SIGSEGV JVM Crash with ZGC Garbage collection

Kibana version: 7.17.5

Elasticsearch version: 7.17.5

Java: OpenJDK 64-Bit Server VM Temurin-17.0.6+10 (build 17.0.6+10, mixed mode, sharing)

APM Agent language and version: Java 1.37.0

OS: Alpine Linux v3.17

Running on a google managed kubernetes cluster, v1.24.12-gke.500 - we have APM on about 85 different microservices, only seems to be affecting this microservice/set of pods.

I cant reproduce it, happens randomly, but usually withing 24 hours of a new pod rolling out. I have coredumps and full error files for 3 crashes so far, they are pretty big (up to 9Gb)

---------------  T H R E A D  ---------------

Current thread (0x00007f74cf32c380):  GCTaskThread "ZWorker#1" [stack: 0x00007f74cf126000,0x00007f74cf226aa8] [id=14]

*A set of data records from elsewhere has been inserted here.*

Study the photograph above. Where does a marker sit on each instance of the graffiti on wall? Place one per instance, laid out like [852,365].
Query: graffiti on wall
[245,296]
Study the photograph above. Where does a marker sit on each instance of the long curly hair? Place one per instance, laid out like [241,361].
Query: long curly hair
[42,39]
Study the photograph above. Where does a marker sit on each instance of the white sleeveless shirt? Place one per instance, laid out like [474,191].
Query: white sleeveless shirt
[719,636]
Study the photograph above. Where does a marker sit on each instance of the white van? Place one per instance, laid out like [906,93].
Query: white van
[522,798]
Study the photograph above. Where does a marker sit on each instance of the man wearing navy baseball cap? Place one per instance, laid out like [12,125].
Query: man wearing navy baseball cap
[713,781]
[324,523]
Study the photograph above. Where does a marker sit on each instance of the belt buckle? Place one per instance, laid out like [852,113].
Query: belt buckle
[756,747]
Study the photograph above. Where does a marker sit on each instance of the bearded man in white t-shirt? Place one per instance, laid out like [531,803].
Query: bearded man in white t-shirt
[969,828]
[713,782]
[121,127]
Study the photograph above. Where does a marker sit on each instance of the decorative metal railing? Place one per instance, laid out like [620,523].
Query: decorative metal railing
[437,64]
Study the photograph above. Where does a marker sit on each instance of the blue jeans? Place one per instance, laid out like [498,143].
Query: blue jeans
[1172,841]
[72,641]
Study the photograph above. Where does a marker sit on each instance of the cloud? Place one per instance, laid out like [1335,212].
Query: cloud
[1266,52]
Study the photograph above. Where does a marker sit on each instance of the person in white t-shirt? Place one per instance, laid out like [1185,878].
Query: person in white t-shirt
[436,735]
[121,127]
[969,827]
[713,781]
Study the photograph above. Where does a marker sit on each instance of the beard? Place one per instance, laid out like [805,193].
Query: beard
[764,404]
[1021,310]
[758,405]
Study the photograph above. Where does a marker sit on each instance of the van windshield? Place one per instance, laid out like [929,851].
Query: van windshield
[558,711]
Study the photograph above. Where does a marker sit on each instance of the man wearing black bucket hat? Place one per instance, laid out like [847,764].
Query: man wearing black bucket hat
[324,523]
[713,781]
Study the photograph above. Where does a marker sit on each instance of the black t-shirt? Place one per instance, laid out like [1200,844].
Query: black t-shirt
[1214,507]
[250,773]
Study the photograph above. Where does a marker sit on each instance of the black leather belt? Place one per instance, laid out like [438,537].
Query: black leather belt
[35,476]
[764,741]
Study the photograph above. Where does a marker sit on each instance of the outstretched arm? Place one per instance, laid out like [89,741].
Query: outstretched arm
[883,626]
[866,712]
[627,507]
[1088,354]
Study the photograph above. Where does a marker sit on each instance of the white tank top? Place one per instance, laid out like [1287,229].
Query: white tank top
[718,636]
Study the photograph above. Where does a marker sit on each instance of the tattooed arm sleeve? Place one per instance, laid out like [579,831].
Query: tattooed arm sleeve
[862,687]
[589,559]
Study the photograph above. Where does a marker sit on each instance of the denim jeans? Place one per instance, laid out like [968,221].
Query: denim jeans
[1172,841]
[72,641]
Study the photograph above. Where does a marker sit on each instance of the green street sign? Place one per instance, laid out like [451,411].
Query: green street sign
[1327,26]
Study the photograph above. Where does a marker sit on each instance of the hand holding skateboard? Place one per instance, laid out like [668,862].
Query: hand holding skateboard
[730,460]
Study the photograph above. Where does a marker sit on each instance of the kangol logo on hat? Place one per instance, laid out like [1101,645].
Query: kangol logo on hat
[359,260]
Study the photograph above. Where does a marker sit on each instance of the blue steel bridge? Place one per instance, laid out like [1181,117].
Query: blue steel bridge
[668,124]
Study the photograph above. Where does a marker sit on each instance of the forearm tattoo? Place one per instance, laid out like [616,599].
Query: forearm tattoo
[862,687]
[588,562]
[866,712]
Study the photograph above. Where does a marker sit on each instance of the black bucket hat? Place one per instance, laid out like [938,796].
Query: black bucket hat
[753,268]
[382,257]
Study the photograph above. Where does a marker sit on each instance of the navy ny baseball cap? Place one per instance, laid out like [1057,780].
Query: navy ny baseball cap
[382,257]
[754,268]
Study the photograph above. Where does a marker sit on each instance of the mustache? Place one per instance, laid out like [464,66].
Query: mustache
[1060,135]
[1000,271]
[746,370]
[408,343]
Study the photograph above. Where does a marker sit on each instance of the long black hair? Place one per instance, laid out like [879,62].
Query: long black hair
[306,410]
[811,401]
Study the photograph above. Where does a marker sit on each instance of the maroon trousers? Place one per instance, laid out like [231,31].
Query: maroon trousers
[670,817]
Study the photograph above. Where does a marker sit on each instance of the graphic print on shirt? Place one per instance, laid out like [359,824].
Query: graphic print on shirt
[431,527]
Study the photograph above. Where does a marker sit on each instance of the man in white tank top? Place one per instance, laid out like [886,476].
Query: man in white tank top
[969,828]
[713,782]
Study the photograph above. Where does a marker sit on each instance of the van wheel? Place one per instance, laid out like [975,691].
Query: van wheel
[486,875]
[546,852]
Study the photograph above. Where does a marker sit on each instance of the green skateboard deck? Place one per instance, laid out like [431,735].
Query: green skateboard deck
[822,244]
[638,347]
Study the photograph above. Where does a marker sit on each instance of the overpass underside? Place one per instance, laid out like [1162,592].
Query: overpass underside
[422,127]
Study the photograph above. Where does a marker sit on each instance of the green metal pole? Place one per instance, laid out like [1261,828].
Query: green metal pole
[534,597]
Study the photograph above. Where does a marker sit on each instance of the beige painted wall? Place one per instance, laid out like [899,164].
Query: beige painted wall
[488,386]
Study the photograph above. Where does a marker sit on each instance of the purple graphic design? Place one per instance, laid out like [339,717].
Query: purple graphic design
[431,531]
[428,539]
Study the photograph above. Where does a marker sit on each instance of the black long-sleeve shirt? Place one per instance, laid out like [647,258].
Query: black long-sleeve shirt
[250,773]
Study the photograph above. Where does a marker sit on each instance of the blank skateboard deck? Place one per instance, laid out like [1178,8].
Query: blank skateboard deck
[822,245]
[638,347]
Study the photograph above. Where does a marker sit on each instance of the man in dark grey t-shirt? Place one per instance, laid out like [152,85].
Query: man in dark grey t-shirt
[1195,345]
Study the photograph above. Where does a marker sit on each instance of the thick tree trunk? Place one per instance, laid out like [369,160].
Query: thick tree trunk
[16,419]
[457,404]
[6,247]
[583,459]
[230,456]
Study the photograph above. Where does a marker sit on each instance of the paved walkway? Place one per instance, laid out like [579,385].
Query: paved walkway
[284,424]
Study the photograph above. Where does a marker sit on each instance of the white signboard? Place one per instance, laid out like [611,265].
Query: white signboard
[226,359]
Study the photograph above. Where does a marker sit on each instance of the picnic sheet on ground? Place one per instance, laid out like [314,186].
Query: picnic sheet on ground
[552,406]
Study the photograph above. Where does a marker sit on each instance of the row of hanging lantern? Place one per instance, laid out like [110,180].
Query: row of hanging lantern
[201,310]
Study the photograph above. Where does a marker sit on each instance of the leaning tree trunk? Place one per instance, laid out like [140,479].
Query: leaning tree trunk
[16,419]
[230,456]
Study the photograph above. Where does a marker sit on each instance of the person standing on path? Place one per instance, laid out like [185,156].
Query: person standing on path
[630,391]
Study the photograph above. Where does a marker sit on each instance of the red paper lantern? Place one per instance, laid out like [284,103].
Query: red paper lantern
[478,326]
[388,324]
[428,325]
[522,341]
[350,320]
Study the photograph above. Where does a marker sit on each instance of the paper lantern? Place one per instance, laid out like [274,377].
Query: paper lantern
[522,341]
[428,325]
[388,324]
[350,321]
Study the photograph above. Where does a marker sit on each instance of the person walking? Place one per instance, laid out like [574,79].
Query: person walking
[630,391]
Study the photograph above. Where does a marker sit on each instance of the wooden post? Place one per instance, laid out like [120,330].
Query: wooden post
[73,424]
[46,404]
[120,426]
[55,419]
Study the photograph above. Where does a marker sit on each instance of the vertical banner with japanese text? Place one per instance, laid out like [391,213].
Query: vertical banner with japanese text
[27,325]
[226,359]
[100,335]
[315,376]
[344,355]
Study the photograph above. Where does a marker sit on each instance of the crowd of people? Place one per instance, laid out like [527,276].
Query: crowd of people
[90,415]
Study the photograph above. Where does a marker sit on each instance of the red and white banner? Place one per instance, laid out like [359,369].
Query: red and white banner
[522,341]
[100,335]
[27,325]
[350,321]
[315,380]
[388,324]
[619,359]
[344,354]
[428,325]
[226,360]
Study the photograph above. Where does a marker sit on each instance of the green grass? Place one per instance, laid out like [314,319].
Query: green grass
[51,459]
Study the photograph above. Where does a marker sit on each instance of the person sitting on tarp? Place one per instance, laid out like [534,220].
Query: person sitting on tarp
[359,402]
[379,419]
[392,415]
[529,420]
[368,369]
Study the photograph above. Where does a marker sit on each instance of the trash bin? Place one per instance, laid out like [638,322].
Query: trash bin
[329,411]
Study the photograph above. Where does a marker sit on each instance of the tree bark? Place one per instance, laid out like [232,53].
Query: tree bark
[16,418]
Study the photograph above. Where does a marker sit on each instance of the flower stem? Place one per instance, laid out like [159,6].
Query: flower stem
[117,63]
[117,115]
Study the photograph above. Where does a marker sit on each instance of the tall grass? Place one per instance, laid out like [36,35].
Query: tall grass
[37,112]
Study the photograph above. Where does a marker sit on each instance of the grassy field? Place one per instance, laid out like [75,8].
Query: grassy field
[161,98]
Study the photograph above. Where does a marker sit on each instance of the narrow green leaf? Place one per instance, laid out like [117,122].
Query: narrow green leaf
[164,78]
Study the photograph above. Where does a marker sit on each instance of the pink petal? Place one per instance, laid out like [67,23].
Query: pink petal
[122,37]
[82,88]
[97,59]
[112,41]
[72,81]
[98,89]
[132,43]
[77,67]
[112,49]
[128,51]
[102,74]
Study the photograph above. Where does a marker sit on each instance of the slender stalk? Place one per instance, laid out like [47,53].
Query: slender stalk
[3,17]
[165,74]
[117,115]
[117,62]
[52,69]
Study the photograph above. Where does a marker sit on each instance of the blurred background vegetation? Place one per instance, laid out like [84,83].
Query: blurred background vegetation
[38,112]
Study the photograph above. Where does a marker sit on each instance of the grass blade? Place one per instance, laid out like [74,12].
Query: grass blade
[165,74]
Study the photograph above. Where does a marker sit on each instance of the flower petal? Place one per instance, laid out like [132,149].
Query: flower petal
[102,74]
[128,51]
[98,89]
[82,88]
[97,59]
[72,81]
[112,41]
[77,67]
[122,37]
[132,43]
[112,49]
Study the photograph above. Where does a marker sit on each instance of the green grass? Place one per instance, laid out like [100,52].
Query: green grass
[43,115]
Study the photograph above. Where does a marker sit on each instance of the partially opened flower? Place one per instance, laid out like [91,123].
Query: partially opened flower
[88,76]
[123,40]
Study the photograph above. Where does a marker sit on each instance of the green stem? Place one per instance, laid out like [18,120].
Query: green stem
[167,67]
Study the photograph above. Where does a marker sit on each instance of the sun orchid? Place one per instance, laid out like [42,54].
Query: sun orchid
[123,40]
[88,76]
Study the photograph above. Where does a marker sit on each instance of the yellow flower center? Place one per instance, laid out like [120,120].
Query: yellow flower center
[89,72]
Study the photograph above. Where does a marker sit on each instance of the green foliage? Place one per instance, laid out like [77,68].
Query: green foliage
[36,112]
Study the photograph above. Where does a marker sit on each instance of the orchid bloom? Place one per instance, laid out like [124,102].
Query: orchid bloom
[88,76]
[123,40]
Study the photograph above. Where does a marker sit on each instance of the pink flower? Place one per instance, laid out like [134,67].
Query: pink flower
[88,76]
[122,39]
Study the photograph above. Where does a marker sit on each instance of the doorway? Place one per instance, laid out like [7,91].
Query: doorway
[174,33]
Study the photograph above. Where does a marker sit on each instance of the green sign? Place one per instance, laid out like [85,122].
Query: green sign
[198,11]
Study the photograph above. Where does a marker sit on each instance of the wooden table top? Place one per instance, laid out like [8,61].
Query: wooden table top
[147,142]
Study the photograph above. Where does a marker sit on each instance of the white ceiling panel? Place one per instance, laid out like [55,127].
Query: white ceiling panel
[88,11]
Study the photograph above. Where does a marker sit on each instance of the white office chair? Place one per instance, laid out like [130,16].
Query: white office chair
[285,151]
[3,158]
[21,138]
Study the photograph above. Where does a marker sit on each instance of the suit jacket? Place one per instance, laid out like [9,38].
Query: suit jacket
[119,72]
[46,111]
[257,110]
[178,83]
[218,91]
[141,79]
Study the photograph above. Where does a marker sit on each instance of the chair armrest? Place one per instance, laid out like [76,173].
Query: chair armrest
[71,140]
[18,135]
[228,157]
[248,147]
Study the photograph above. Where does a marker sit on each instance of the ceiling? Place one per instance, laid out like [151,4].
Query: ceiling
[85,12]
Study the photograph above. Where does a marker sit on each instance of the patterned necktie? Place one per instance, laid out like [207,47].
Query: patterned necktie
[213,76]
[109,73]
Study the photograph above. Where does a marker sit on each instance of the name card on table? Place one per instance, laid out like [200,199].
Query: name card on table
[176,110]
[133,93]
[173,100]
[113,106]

Stack: [0x00007f74cf126000,0x00007f74cf226aa8],  sp=0x00007f74cf2205e0,  free space=1001k
Native frames: (J=compiled Java code, j=interpreted, Vv=VM code, C=native code)
V  []  ZBarrier::mark_barrier_on_oop_slow_path(unsigned long)+0x8b
V  []  void OopOopIterateDispatch<ZMarkBarrierOopClosure<false> >::Table::oop_oop_iterate<InstanceKlass, oopDesc*>(ZMarkBarrierOopClosure<false>*, oopDesc*, Klass*)+0x93
V  []  ZMark::follow_object(oopDesc*, bool)+0xb0
V  []  ZMark::work_without_timeout(ZMarkCache*, ZMarkStripe*, ZMarkThreadLocalStacks*)+0xcf
V  []  ZMark::work(unsigned long)+0x8f
V  []  ZTask::GangTask::work(unsigned int)+0x1c
V  []  GangWorker::loop()+0x5f
V  []
V  []  Thread::call_run()+0xc0
V  []  thread_native_entry(Thread*)+0x131

siginfo: si_signo: 11 (SIGSEGV), si_code: 1 (SEGV_MAPERR), si_addr: 0x0000000000000004

Register to memory mapping:

RAX=0x0000000000000064 is an unknown value
RBX=0x00000374d93b52e8 is an unknown value
RCX=0x00007f74e75a1068: <offset 0x0000000001370068> in /opt/java/openjdk/lib/server/ at 0x00007f74e6231000
RDX=0x00007f74e7549140: <offset 0x0000000001318140> in /opt/java/openjdk/lib/server/ at 0x00007f74e6231000
RSP=0x00007f74cf2205e0 points into unknown readable memory: 0x0000040081e7cd58 | 58 cd e7 81 00 04 00 00
RBP=0x00007f74cf220610 points into unknown readable memory: 0x00007f74cf220660 | 60 06 22 cf 74 7f 00 00
RSI=0x000008007edd8c20 is a good oop: java.lang.String 
{0x000008007edd8c20} - klass: 'java/lang/String'
 - string: "co.elastic.apm.exception"
RDI=0x00007f74d93b52e8 is at entry_point+2728 in (nmethod*)0x00007f74d93b4190
R8 =0x00007f74de5924d8 points into unknown readable memory: 0x0000000000000003 | 03 00 00 00 00 00 00 00
R9 =0x00007f74cf220670 points into unknown readable memory: 0x00007f74e7476900 | 00 69 47 e7 74 7f 00 00
R10=0x0 is NULL
R11=0x00007f74cf340880 points into unknown readable memory: 0xffffffff0003af9a | 9a af 03 00 ff ff ff ff
R12=0x00000b74d93b52e8 is an unknown value
R13=0x0 is NULL
R14=0x00007f74cf340440 points into unknown readable memory: 0x00007f74e7476478 | 78 64 47 e7 74 7f 00 00
R15=0x000008002225d6f8 points into unknown readable memory: 0x00007f74d93b52e8 | e8 52 3b d9 74 7f 00 00
1 Like

This is still an ongoing issue, we have changed:

  • APM Agent to version 1.42.0
  • Base Image from Alpine to Ubuntu Jammy (to test musl versus glibc)

But the problem persists.

Linked Issues:

Can also confirm that updating to Java did not resolve the issue

Increased Stack size to 10m, still SIGSEGV.

Removing the APM Java agent eliminates all SIGSEGV errors and the pods are stable now. Clearly APM related, but no clear solution.